Staatssecretaris Knapen had die boodschap uiteraard in een fraaie slogan verpakt. Niet-gouvernementele organisaties zijn er om „constructief wantrouwen” te organiseren tegen grote instanties als overheden, en juist daarom moeten ze niet te afhankelijk worden van diezelfde overheden. Op zich heeft hij daar natuurlijk gelijk in, al is dit argument van wantrouwen jarenlang gebruikt om ngo’s juist volop te steunen. Wat de staat niet kan –efficiënt hulp verlenen aan de armen– dat kunnen ngo’s juist heel goed, en daarom verdienen ze steun.
Nu is er zeker reden tot kritische evaluatie van bestedingen en werkwijzen van ngo’s. Met behulp van de slogan “als het doel maar goed is” werden al te gemakkelijk slechte programma’s opgezet en bekostigd. Veel beter is de houding die vandaag de dag wordt gepropageerd en die uitgaat van ”als het effect maar goed is”. Maar dan moet er wel zicht blijven op de arme naaste, op het doel dat men nastreeft.

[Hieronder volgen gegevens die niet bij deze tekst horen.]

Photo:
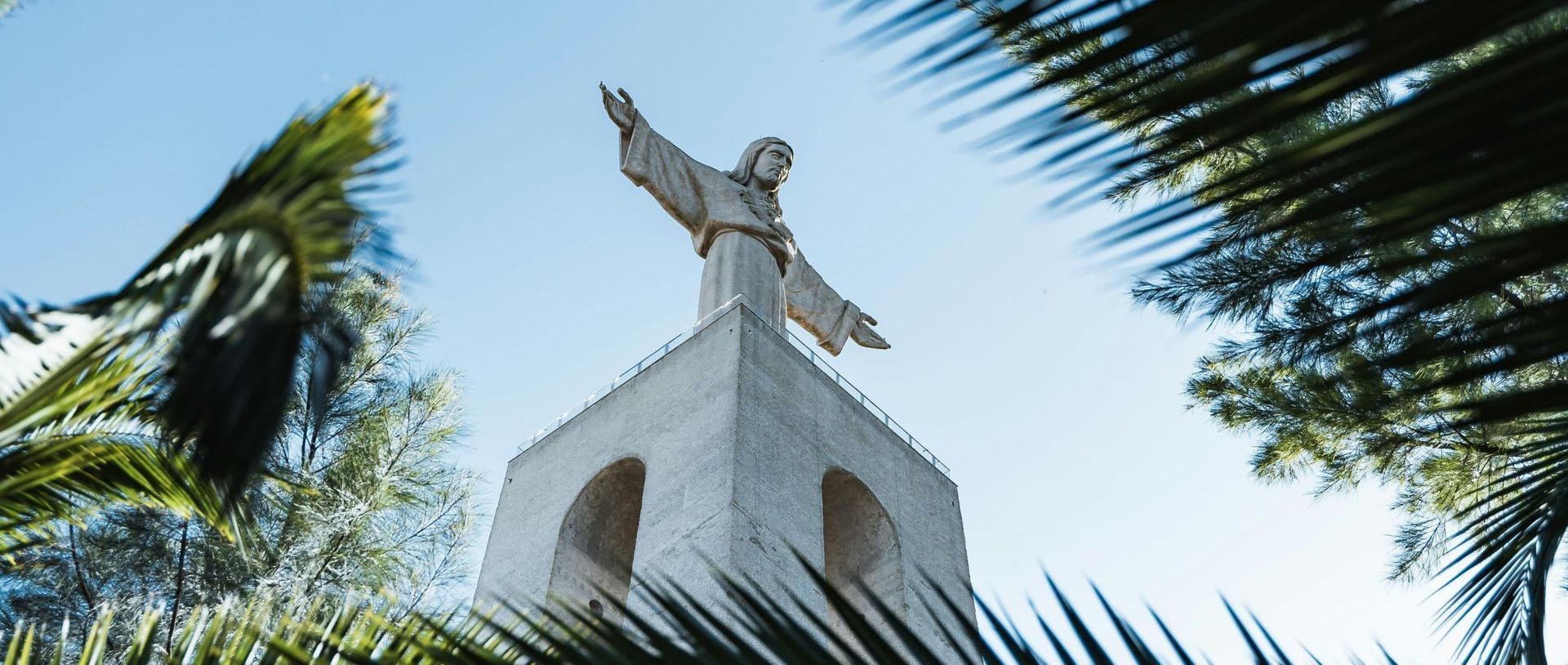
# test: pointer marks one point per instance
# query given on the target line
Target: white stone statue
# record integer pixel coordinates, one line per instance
(739, 230)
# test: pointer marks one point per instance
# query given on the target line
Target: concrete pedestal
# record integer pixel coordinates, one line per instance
(729, 449)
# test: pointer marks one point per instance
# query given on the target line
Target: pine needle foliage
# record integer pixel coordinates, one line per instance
(167, 392)
(364, 496)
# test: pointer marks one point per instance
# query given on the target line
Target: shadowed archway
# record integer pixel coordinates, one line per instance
(598, 540)
(860, 547)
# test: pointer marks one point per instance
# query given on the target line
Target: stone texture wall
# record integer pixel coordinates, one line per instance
(737, 433)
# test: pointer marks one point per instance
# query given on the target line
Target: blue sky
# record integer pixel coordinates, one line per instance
(1058, 404)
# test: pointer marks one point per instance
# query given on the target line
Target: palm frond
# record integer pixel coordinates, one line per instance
(748, 627)
(1152, 91)
(196, 349)
(1503, 556)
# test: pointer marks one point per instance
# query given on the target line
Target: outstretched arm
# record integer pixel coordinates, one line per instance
(654, 163)
(822, 313)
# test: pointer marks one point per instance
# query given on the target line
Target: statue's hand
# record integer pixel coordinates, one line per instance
(621, 112)
(866, 336)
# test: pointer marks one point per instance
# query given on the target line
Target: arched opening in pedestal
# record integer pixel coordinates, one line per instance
(598, 540)
(862, 551)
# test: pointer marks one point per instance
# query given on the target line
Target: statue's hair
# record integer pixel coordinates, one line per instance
(748, 160)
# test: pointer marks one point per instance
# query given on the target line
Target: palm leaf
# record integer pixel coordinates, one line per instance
(1503, 556)
(750, 626)
(1152, 90)
(196, 349)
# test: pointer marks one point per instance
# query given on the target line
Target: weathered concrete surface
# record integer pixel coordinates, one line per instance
(737, 431)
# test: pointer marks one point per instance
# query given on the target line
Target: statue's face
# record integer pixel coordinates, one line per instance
(772, 167)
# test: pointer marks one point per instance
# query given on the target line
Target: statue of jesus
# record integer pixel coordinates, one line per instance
(739, 230)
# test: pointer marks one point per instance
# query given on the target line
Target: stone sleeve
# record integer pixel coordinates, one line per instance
(817, 308)
(666, 172)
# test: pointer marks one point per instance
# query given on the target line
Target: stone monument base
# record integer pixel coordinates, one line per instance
(733, 450)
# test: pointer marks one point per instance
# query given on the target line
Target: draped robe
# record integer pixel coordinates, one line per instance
(746, 252)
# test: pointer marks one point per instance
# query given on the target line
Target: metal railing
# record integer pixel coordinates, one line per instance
(800, 346)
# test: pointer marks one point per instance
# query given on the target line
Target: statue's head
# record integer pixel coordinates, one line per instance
(765, 162)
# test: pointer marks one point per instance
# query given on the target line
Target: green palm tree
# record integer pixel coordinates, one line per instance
(168, 391)
(1465, 124)
(753, 627)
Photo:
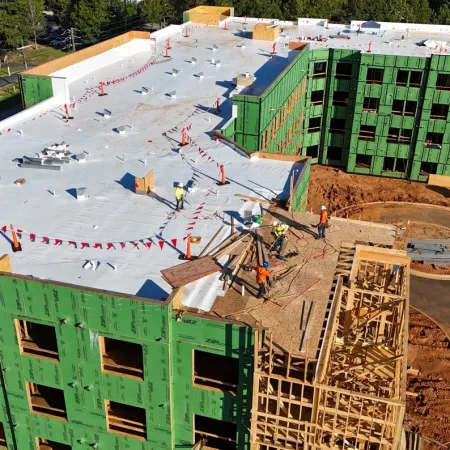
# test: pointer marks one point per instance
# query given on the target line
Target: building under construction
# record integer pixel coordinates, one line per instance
(115, 332)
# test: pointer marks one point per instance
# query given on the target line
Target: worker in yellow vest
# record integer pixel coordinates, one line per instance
(179, 196)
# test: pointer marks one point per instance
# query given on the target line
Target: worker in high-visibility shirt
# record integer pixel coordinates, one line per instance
(322, 222)
(279, 229)
(262, 274)
(179, 196)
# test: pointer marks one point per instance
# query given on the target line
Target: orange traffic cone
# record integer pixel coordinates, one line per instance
(188, 249)
(16, 246)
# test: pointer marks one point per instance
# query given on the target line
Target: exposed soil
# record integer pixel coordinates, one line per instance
(429, 353)
(338, 190)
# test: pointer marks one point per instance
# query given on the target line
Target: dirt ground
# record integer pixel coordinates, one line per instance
(338, 190)
(429, 353)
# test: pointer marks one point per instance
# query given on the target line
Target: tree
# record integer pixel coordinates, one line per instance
(153, 11)
(88, 16)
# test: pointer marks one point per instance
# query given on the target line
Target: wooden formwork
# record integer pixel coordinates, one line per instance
(353, 395)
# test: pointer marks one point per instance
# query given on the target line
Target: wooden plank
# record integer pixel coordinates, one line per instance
(191, 271)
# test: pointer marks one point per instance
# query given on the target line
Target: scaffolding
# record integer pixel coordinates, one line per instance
(353, 395)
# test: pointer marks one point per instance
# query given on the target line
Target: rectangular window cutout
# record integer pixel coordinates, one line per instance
(47, 401)
(367, 133)
(428, 168)
(319, 70)
(434, 140)
(370, 104)
(45, 444)
(393, 135)
(439, 112)
(219, 435)
(312, 151)
(363, 161)
(343, 70)
(121, 357)
(374, 76)
(126, 420)
(443, 82)
(3, 444)
(334, 153)
(316, 97)
(216, 371)
(337, 126)
(314, 124)
(36, 339)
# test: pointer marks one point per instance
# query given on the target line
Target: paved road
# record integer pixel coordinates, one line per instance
(433, 298)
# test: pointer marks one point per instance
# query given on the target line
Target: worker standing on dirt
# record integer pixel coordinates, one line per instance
(322, 222)
(279, 229)
(262, 274)
(179, 195)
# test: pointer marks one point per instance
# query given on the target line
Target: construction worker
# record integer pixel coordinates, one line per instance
(322, 222)
(179, 195)
(279, 229)
(261, 275)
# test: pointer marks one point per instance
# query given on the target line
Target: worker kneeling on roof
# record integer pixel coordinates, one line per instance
(262, 274)
(279, 230)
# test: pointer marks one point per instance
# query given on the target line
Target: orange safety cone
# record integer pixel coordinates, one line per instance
(188, 249)
(15, 246)
(102, 89)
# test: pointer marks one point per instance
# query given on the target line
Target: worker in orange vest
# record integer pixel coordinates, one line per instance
(262, 274)
(322, 222)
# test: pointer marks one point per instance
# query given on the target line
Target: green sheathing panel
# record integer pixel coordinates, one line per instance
(167, 394)
(300, 197)
(34, 89)
(273, 122)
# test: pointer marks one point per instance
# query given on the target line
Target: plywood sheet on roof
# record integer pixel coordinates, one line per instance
(191, 271)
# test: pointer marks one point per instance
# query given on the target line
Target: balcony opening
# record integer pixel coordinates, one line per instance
(343, 70)
(397, 107)
(3, 443)
(367, 133)
(319, 69)
(427, 168)
(121, 357)
(216, 371)
(36, 339)
(410, 108)
(340, 98)
(393, 135)
(334, 153)
(389, 164)
(337, 126)
(443, 82)
(314, 124)
(402, 78)
(374, 76)
(312, 151)
(405, 136)
(363, 161)
(46, 444)
(434, 140)
(439, 112)
(415, 78)
(47, 401)
(316, 97)
(219, 435)
(126, 420)
(370, 104)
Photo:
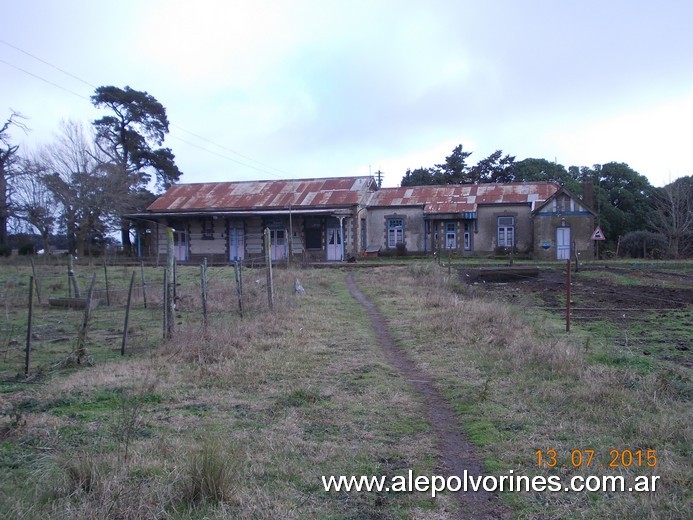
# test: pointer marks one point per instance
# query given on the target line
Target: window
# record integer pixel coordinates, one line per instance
(395, 232)
(363, 234)
(313, 230)
(207, 229)
(450, 235)
(506, 231)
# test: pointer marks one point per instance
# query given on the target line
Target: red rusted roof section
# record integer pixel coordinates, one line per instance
(255, 195)
(461, 198)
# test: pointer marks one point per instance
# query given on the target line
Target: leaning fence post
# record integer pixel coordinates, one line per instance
(28, 327)
(127, 315)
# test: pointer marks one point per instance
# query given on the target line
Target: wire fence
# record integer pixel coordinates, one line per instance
(48, 325)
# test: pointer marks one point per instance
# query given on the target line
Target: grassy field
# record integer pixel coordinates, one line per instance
(242, 419)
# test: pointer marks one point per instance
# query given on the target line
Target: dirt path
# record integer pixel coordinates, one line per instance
(456, 452)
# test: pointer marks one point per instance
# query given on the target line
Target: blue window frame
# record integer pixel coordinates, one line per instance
(395, 232)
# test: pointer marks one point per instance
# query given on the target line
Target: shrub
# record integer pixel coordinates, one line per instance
(26, 249)
(643, 244)
(210, 474)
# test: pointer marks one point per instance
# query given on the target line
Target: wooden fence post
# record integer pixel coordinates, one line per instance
(36, 284)
(170, 286)
(165, 305)
(108, 292)
(127, 315)
(567, 297)
(28, 327)
(144, 284)
(71, 279)
(268, 261)
(203, 291)
(81, 351)
(239, 286)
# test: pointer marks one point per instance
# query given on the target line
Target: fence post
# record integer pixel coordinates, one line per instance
(165, 305)
(144, 284)
(170, 286)
(71, 279)
(33, 273)
(28, 327)
(108, 292)
(239, 286)
(127, 315)
(268, 261)
(567, 297)
(80, 351)
(203, 291)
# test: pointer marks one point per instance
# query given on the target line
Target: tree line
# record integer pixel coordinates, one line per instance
(627, 205)
(88, 178)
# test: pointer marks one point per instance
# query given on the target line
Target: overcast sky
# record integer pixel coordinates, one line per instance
(308, 88)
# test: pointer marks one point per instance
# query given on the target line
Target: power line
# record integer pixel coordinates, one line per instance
(223, 156)
(282, 172)
(43, 79)
(47, 63)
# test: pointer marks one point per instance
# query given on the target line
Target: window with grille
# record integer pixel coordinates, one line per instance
(395, 232)
(506, 231)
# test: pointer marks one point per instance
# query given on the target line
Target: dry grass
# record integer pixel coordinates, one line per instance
(520, 384)
(238, 421)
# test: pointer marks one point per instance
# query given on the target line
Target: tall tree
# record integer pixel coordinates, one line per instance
(72, 168)
(672, 215)
(129, 137)
(621, 198)
(34, 202)
(8, 158)
(454, 169)
(494, 168)
(418, 177)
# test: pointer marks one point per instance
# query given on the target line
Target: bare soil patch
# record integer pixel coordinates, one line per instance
(456, 452)
(640, 304)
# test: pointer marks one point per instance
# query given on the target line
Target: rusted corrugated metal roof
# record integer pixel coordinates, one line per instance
(462, 198)
(272, 194)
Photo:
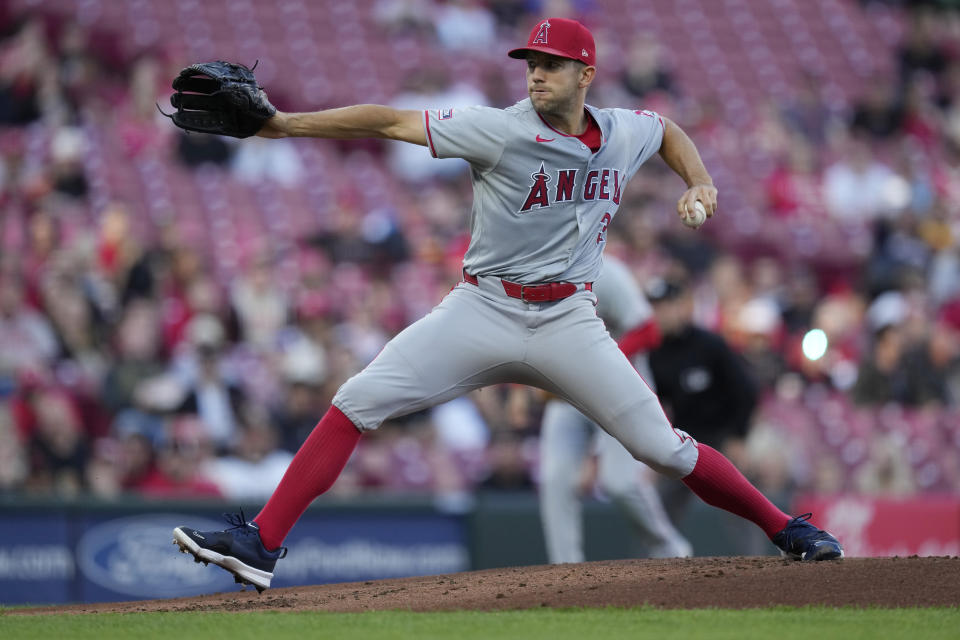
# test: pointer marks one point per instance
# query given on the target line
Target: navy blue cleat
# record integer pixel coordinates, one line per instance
(800, 540)
(238, 549)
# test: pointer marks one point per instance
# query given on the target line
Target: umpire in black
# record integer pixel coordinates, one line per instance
(703, 385)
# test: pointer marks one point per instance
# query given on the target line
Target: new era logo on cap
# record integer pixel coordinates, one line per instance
(560, 37)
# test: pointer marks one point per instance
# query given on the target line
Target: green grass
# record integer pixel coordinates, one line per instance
(549, 624)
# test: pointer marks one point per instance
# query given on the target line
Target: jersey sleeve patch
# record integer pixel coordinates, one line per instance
(650, 114)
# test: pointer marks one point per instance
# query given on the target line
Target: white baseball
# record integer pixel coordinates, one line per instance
(696, 217)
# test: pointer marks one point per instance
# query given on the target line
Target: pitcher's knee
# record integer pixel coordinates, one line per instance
(674, 462)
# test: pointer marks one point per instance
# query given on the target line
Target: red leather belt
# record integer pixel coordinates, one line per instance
(545, 292)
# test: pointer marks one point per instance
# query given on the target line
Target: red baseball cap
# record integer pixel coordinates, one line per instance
(560, 37)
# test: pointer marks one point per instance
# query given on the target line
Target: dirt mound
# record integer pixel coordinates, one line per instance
(674, 584)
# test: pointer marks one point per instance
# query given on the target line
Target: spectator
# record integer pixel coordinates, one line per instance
(181, 460)
(58, 445)
(507, 469)
(254, 468)
(880, 378)
(27, 340)
(211, 395)
(137, 356)
(855, 187)
(465, 25)
(878, 115)
(644, 71)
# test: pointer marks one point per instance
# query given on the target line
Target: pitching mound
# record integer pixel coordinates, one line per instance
(675, 584)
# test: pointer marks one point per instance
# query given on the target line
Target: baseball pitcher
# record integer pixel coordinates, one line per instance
(567, 438)
(548, 175)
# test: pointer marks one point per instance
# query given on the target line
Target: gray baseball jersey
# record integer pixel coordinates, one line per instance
(542, 200)
(542, 204)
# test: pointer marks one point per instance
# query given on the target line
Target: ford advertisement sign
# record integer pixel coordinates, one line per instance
(52, 557)
(135, 558)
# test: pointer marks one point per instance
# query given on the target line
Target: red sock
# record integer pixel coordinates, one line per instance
(312, 471)
(718, 483)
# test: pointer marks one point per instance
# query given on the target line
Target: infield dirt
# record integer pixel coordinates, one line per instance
(734, 583)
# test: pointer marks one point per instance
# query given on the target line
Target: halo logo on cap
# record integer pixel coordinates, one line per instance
(559, 37)
(541, 37)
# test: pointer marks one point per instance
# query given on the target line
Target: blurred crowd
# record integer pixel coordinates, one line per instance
(133, 360)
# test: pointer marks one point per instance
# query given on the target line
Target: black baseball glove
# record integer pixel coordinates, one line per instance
(220, 97)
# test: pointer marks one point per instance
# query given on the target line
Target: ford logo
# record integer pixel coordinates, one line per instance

En juist daar zou het vandaag de dag wel eens aan kunnen ontbreken. Knapen refereerde er zelf ook aan. Zijn oproep hield verband met het andere klimaat in de samenleving, waarin burgers kritischer zijn tegenover goededoelenorganisaties. Dat „kritische” blijft iets gênants houden. Tegenover al die honderden miljoenen gezinnen in de wereld die hun leven lang nog niet een fractie van de welvaart hebben die wij hier genieten, hanteren we minutieus de meetlat van efficiëntie. Wordt het thema verspilling niet vaak buitengewoon selectief toegepast? Waarbij het belangeloos weggeven van geld al snel kan rekenen op de verdachtmaking van verspillend bezig zijn?
Intussen moeten ngo’s ervoor passen dat ze zich vervreemden van hun achterban, de groep van trouwe en betrokken gevers, doordat Den Haag of Brussel betere geldschieters zijn. Die tonen zich immers ook onbetrouwbare gevers: afhankelijk van de politieke wind die er waait, gaat de Haagse geldkraan verder open of dicht.
Daarom: wees zuinig op al die duizenden mannen en vrouwen die jaarlijks krentenbrood- en stroopwafelacties houden voor ‘hun organisatie’. De verleiding is groot om hierover binnen onze gezindte te gemakkelijk te denken. De achterban is vanwege kerkgang en het verenigingsleven immers nog gemakkelijk te mobiliseren. Toch zou dat wel eens tegen kunnen vallen als de innerlijke overtuiging bij al die potentiële gevers afzwakt.
Vooral jongeren zijn in dit verband van belang. Zij verdienen bijvoorbeeld lespakketten voor op school of op de vereniging, waarin de problematiek dichterbij wordt gebracht. Niet alleen om het kritische verstand te dienen, maar vooral om hun harten te raken. En hen ervan te overtuigen dat geven voor de armen geen linkse hobby is, niet iets voor softe types, maar een door en door Bijbelse opdracht.